Will cloud survive outage storm?

First it was Amazon. More recently, Sony.The world has been recently rocked by news that tech giants suffered massive compromises to their companies' system functions and breaches in database respectively.

First it was Amazon. More recently, Sony.

The world has been recently rocked by news that tech giants suffered massive compromises to their companies' system functions and breaches in database respectively.

On Apr. 21, Amazon's Elastic Compute Cloud (EC2) service at the company's northern Virginia site, which handles Amazon's Web Services (AWS) operations for the U.S. East Coast, went down causing difficulty for customers trying to connect to its servers over a network. Startups such as Quora, Foursquare, Reddit and Hootsuite, were some of the names affected by the outage.

Amazon sorted things out eventually, but the complexity of the problems caused the stricken public cloud service provider to take a much longer-than-expected time to resolve the issues.

In Sony's case, data from more than 70 million customers was stolen on Apr. 26 from its PlayStation and PC games network, including customer names, addresses, e-mail addresses, birthdays, PlayStation Network and Qriocity passwords, online user handles and usernames.

To date, the Japanese electronics giant has yet to pinpoint the exact attack scenario and the Japanese gaming giant promised that most services on PSN would be restored by last week.

But a blog post last Sunday on Sony's PlayStation.Blog revealed that the corporation needed "more time for testing" before relaunching its online game play for the PlayStation 3 and PlayStation Portable, as well as chat functions.

With all these negative publicity pieces that have hit the media, some have begun doubting if the public cloud computing model is the way to go forward, with Reuters reporting that some businesses may even put the brakes on plans to move their operations onto the cloud.

Over the past couple of months, I've been tracking the cloud computing issue right here on ZDNet Asia, having covered the topic in three distinct verticals: small and midsize businesses, financial services and the public sector.

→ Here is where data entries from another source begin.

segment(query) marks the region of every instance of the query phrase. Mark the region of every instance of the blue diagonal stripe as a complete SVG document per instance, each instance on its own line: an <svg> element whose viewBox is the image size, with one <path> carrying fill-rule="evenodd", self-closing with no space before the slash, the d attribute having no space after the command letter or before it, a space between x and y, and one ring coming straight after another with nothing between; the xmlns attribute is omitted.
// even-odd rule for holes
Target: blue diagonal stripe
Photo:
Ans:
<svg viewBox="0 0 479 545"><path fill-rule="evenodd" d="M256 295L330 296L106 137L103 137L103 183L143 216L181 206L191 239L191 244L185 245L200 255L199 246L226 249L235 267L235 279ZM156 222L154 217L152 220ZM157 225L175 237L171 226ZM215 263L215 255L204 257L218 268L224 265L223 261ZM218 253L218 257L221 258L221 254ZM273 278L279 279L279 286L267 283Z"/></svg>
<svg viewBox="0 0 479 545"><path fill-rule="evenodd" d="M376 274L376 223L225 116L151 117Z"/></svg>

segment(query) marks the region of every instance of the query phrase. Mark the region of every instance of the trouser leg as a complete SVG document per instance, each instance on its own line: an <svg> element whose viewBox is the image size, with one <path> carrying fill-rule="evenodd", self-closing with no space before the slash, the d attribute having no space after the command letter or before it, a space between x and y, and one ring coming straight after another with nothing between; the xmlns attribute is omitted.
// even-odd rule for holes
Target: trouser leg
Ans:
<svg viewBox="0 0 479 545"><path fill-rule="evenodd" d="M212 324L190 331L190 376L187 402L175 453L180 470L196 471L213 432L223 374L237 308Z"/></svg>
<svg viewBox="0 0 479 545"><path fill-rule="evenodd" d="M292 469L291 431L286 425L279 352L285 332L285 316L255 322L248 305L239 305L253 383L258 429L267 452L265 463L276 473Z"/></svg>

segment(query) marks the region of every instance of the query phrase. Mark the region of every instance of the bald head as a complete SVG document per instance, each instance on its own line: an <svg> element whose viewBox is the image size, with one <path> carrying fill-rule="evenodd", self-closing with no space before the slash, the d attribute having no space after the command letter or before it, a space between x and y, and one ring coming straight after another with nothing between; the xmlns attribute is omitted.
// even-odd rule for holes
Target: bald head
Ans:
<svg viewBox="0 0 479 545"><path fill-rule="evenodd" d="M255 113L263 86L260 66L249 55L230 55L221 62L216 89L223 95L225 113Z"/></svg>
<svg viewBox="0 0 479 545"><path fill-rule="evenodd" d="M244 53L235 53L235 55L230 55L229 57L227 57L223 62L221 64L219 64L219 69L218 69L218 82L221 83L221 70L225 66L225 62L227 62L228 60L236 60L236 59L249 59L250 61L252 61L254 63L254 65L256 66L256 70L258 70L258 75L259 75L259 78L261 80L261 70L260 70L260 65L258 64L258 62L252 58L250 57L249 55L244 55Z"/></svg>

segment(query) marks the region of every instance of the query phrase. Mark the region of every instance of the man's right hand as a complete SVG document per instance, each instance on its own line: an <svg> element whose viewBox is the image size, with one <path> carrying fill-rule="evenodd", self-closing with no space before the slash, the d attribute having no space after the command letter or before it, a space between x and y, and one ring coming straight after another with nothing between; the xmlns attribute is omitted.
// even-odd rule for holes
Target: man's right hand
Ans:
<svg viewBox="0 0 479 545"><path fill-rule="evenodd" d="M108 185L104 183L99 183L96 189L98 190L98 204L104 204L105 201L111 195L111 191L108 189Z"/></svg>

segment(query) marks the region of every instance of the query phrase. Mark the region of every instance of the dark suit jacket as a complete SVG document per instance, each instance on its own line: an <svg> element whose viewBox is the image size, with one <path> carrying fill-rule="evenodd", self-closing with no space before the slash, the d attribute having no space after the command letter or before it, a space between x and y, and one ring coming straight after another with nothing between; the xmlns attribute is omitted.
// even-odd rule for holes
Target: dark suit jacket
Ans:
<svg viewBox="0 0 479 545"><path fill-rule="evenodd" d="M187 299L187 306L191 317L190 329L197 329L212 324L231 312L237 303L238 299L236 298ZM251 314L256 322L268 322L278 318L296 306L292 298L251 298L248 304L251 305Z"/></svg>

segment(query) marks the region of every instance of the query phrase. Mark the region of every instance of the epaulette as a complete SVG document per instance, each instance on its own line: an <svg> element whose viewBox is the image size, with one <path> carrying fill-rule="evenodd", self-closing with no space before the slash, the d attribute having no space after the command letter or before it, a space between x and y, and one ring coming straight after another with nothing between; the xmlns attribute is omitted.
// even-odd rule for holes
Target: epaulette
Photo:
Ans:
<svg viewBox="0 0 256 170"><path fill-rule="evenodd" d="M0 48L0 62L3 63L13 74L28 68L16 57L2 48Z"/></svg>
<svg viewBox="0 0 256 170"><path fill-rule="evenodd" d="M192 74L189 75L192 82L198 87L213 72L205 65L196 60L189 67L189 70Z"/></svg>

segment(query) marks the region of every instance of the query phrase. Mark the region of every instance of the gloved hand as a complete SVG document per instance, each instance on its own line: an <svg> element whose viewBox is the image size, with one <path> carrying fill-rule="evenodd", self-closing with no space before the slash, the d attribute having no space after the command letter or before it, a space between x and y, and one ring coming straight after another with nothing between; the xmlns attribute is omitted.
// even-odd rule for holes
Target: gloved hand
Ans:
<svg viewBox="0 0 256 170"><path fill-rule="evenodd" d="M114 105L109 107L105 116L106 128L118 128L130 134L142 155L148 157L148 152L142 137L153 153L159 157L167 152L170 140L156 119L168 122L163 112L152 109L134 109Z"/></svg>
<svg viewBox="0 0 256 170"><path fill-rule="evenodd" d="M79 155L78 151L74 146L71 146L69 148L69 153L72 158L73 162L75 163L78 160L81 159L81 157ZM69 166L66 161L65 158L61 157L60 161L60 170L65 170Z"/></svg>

There are several key takeaways that I think are now pertinent to consider in light of what has happened over the past few weeks.

First, cloud computing is here to stay, whether we like it or not. The fact that AWS got hit with a major outage, and Sony's defenses were breached and lost its data, isn't going to kill the cloud computing model.

The cloud proposition is undeniably valuable. The notion of having the ability to rent hardware and software on-demand and in a scalable way, the reduction of companies' dependence on IT servers, storage, networking and expertise to manage all of it, and the shift from a capital-intensive way of meeting IT needs to one that is based on operational expenses, are fundamentally good propositions for many enterprises to still consider.

But, while the foundations of the cloud proposition are sound, there are several other points that must be made.

The first is that nothing is ever foolproof 100 percent of the time. I'm sure AWS customers do not expect its servers and systems to never ever fail, as that's just an impossible promise to fulfill. But in Amazon's case, Computerworld reported that it had made a "configuration error" during a network upgrade and that during this configuration change, a traffic shift "was executed incorrectly".

The question to ask must be, how this error happened and why wasn't Amazon able to ensure its systems were able to continue after the error took place? Where were its backup systems to ensure services were able to carry on with as minimal interruptions as possible?

In Sony's case, its systems could have been aware of the "insecure" state of its application servers that was attacked but did not act on it. In a ZDNet Asia report, Guillaume Lovet, senior manager of FortiGuard Labs' threat response team, was quoted to say such decisions [to not act on insecure states] occur "more frequently than we think among companies, as it is for performance and service continuity reasons".

Both cases demonstrate that companies offering public cloud services must simply be beyond reproach when it comes to resiliency, security and privacy matters.

This does not necessarily mean a 100 percent uptime and hardware availability, but it does certainly mean there have to be redundant backup procedures to prevent systems from going under longer than it's necessary.

It means processes must be refreshed continually and that security and privacy policies be executed without compromise. Often it's the people and the processes that get in the way and fail, not technology per se.

On the flip side to this is that companies touting cloud computing services mustn't oversell the cloud proposition to a point that customers believe nothing will ever go wrong in the cloud. As these companies go through their marketing campaigns, they have to be as honest about the strengths of the cloud as they are with the weaknesses.

Customers, on the other hand, should not shy away from the cloud just because of the failure of these high-profile cases. It does mean that before utilizing the cloud, enterprises comprehend the technical architecture of the cloud and assess what parts of your IT infrastructure are suited to the cloud.

It also means that companies need to invest in people who can guide decisions makers through this new paradigm in computing.

And finally, enterprises need to scrutinize the complex service level agreements with a fine-tooth comb and understand exactly what it is and is not that you're buying.

Because cloud computing is so new, there will be growing pains in this evolution. The best practices for this sector are evolving too, and while there are no mature universal practices for now, there are some key ones summarized well, as a ZDNet blogger notes.

And while the cloud may have gone through a storm front with these recent events, I do believe it will recover as the storm clouds recede to see sunshine again.